Like I said, I’ve always been so calculating and organized, and the prospect of a future unknown is quite terrifying. Exciting, but terrifying.
If you were to ask my other half what he thought about these decisions, he’d simply shrug and mumble something along the lines of “meh”.
Why can’t I have that kind of brain, the one that doesn’t over analyze and think everything to death.
Oh well. In times like these, I eat. More specifically: I bake, and then I eat. It’s a stress reliever, almost a form of meditation. Sift, measure, stir, bake, eat. Bask in a delicious smelling house while eating something warm and yummy. Win-win.
I’ve made countless batches of these donuts, all in the name of “recipe testing”, which was an easy thing to do because they are so damn good.
It all started when I bought a donut pan on a whim. I love a good fried donut – my last trip to Portland had me eating two Blue Star Donuts a day – but the thought of making them myself isn’t as appealing. I’ve only deep fried something once, and while it turned out insanely good and I’ll make them again, it was a stressful ordeal.
Oil, heat, spattering, sizzling, a terribly messy kitchen, gross dishes to clean. It was a lot of effort, and I much rather prefer simple.
So I bought a donut pan. Baked donuts don’t really count as donuts, I thought, but what the heck.
Oh I was so wrong! They’re so much easier to make than a fried donut, they’re healthier, yet just as flakey and tasty.
No stress involved in this recipe. Just simple ingredients, minimal work, a short amount of baking time, and a resulting donut that’s moist, fluffy, and flecked with warm, aromatic flakes of ground cardamom.
I love cardamom. It’s flavour is so complex – strong and unique, somewhat citrusy, earthy, and spicy in a way that’s not spicy. It’s wonderful when paired with a tart citrus, so naturally, topping these donuts with a grapefruit glaze was an easy decision to make.
When you make the batter for these donuts, you may worry that it’s too dry or chunky. It’s not smooth and creamy like cupcake batter, so don’t worry! It’s supposed to be a little thick. It’s easiest to transfer the batter to a piping bag (or ziploc bag with the tip snipped) and fill the donut pan. You could also bake these in a muffin tin for a donut-like muffin.

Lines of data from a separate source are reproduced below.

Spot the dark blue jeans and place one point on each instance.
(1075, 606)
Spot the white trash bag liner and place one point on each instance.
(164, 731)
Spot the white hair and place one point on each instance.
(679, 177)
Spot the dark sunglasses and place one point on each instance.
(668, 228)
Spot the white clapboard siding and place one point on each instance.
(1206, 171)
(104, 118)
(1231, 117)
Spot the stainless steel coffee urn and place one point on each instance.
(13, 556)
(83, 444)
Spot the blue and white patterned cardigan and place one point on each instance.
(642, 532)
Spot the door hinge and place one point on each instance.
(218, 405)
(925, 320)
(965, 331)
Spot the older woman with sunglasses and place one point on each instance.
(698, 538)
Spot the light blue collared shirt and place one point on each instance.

|Baked Cardamom-Spiced Donuts with a Grapefruit Glaze|| |
- 2 cup all-purpose flour
- 2 tsp baking powder
- ⅔ cup granulated sugar
- 1 tsp ground cardamom
- 1 tsp salt
- 4 Tbsp (1/2 stick) butter, softened
- ½ cup milk, scalded
- ½ cup light Greek (or plain) yogurt
- 2 tsp vanilla extract
- 2 eggs, lightly beaten
- 2 cups icing sugar
- 3-4 Tbsp freshly squeezed grapefruit juice
- Grapefruit zest, to sprinkle (optional)
- Preheat the oven to 350°F. Lightly grease a doughnut pan; set aside. (You could also use a muffin tin for muffin-like donuts)
- In a large mixing bowl, whisk together the flour, baking powder, sugar, cardamom, and salt.
- Add the butter and use your fingers to mix it in with the dry ingredients until evenly distributed. Add the milk, yogurt, vanilla, and eggs and stir until just combined. Do not over mix!
- Transfer batter to a piping bag (or a ziploc bag with the tip snipped off) and fill each donut cup about ¾ full. Bake until donuts are lightly golden and spring back to the touch, 13-15 minutes. Let cool slightly.
- While donuts are baking, prepare glaze. Beat together icing sugar and three Tbsp of teh grapefruit juice until smooth. Add more grapefruit juice until desired consistency is reached. Dip the top halves of the donuts in the glaze and let sit for 10 minutes until hardened. Double dip them for a thicker glaze. Sprinkle tops with grapefruit zest, if desired.